[This week’s Redigi Throwback is nod to some of my favorite nineties nonsense, Sifl & Olly.]
Hear me out on this one. Though, arguably, artists in their own right, MTV’s silly and sardonic sock puppet duo Sifl & Olly also served as one of the last links to real rock (rock!) during the music channel’s late-nineties drift away from lyrics and melodies and into “reality” television.
The twosome, voiced by my hometown heroes Liam Lynch and Matt Crocco, covered Nazareth‘s “Hair of the Dog” (You know, “Now you’re messing with a son of a bitch”), Blue Oyster Cult “Don’t Fear The Reaper“, The Cars‘ “Just What I Needed” and more.

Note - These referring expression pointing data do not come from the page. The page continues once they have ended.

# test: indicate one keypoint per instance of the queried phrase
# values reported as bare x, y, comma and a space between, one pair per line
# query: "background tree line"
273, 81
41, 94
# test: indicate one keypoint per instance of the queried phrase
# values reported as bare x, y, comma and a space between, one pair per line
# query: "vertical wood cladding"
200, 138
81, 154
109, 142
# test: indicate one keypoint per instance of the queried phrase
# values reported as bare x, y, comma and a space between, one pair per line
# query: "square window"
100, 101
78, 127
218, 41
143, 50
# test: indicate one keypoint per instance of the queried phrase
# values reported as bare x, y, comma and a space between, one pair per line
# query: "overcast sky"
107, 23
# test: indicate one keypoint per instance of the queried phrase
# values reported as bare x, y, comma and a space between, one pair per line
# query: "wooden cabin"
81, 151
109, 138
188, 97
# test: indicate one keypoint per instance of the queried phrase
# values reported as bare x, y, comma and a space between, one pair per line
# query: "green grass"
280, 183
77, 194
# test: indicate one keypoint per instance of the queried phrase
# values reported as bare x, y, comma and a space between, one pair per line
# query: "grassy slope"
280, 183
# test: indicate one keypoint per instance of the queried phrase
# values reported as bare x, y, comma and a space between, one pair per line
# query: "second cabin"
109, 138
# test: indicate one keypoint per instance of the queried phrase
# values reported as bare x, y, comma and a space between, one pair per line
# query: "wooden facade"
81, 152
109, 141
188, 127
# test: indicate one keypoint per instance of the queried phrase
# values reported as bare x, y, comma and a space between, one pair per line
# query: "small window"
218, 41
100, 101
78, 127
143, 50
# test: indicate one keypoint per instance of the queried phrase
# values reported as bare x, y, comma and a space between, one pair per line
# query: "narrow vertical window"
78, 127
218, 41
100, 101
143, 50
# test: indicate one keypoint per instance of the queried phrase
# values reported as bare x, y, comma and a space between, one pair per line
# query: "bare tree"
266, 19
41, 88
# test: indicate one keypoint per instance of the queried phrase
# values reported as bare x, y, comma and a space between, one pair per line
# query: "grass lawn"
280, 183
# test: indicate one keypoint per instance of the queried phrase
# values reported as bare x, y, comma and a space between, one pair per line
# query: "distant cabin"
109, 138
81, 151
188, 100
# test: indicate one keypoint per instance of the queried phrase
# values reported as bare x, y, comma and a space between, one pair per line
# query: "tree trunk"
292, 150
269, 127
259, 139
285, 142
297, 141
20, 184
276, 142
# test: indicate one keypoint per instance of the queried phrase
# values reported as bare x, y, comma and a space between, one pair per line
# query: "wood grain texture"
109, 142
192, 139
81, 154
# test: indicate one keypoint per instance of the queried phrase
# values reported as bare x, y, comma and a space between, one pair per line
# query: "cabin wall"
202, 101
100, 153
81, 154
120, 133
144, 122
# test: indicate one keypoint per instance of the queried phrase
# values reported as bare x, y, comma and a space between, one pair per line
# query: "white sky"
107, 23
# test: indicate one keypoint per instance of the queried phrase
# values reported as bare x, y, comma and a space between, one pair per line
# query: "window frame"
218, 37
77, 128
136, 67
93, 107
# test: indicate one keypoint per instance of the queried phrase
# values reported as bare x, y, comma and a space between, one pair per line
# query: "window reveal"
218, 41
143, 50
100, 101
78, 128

Somehow singing Twisted Sister‘s “We’re Not Gonna Take It” defeats scary chain-smoking sock punk Stealth, who holds a grudge against Olly for wrecking his bar mitzvah by joy riding through it in a golf cart. The show’s absurd and blatantly false Rock Facts segment was always an antagonist toward avant-garde Icelandic pop singer Bjork. Their late night revelry in non sequitur nonsense and music culture made Sifl & Olly a ray of ridiculous sunshine on the horizon of MTV’s otherwise hazy future.

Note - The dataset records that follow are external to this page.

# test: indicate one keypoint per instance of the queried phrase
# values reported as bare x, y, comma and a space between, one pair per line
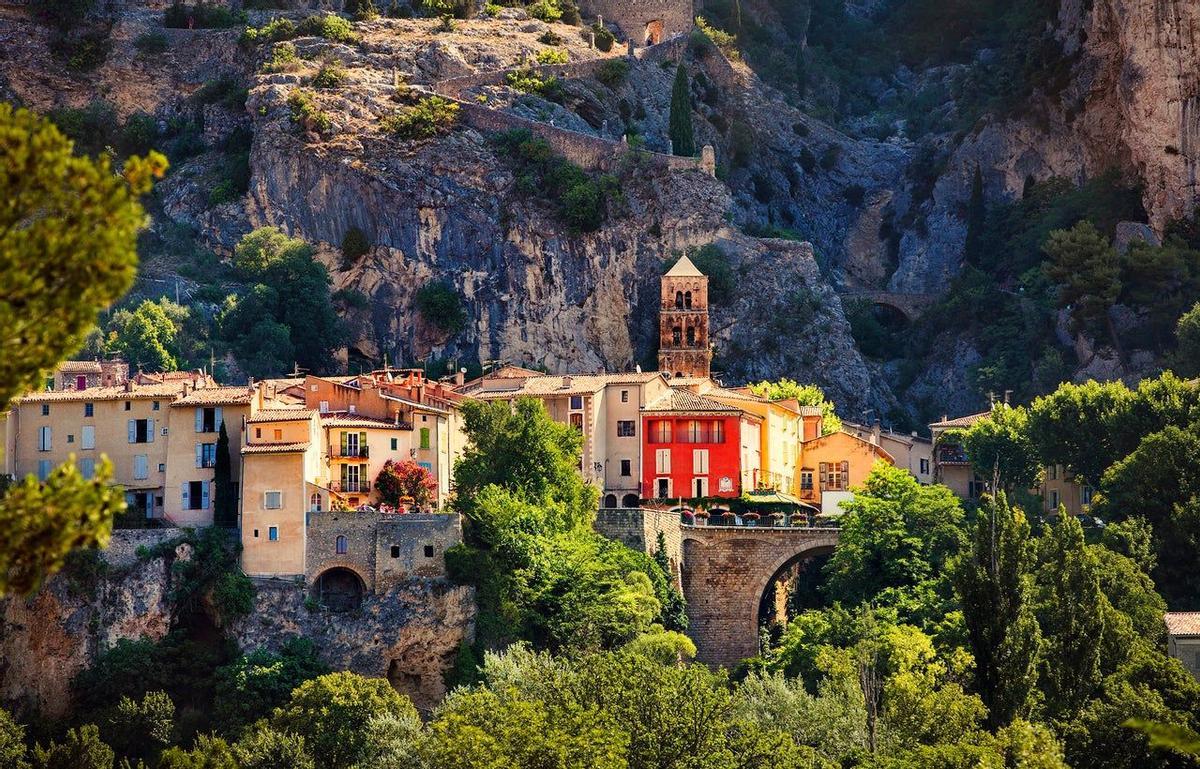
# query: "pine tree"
683, 136
993, 583
225, 511
977, 216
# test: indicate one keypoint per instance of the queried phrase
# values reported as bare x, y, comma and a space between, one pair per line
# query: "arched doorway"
339, 589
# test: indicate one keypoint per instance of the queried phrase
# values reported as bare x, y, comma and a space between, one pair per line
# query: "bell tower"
684, 348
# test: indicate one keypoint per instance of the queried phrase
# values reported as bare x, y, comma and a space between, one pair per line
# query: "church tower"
684, 349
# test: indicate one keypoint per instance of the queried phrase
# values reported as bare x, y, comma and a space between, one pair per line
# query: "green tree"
225, 506
805, 395
331, 714
67, 250
12, 743
897, 540
1000, 445
683, 134
141, 730
994, 588
1071, 613
79, 749
1086, 268
1187, 336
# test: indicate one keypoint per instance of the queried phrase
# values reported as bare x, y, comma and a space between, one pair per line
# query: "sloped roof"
1182, 623
684, 268
679, 400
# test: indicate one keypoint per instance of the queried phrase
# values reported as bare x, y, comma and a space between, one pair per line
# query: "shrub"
330, 74
354, 245
431, 116
274, 31
201, 16
151, 43
605, 38
552, 55
545, 10
283, 59
613, 72
329, 26
306, 114
441, 305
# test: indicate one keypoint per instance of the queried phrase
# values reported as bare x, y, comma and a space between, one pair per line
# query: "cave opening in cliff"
339, 589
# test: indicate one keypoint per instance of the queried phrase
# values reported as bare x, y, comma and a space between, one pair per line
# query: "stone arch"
340, 589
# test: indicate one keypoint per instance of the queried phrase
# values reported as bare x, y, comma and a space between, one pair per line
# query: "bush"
430, 118
151, 43
202, 16
605, 38
329, 26
441, 305
552, 55
354, 245
306, 114
613, 72
330, 74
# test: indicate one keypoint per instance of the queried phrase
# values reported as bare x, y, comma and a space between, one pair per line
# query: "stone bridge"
724, 571
911, 306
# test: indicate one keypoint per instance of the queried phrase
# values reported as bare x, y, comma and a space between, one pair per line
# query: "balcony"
351, 487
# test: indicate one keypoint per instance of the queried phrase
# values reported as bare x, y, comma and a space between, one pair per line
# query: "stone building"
643, 22
684, 349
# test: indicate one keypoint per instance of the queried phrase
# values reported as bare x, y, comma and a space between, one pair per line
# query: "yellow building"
127, 424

Both Sifl and Olly, or, more precisely, their real-life counterparts, have went on to continue to have an impact on music. Co-creator Crocco has toured England with his band, Black on Sunshine, described as a Pink Floyd-influenced guitar rock group. While Lynch has not only topped the charts with his own single “United States of Whatever“, which reached the top ten in the UK (where he studied under the Paul McCartney), but has also went on to work some of rock’s current iconoclasts including the Foo Fighters, Queens of the Stone Age, Eagles of Death Metal, Tenacious D, and No Doubt.
Rumors persist that the Sifl & Olly Show is being resurrected–just as MTV’s Beavis and Butthead enjoyed a comeback and reruns of its spin-off show Daria are in heavy rotation–however, it has not been confirmed.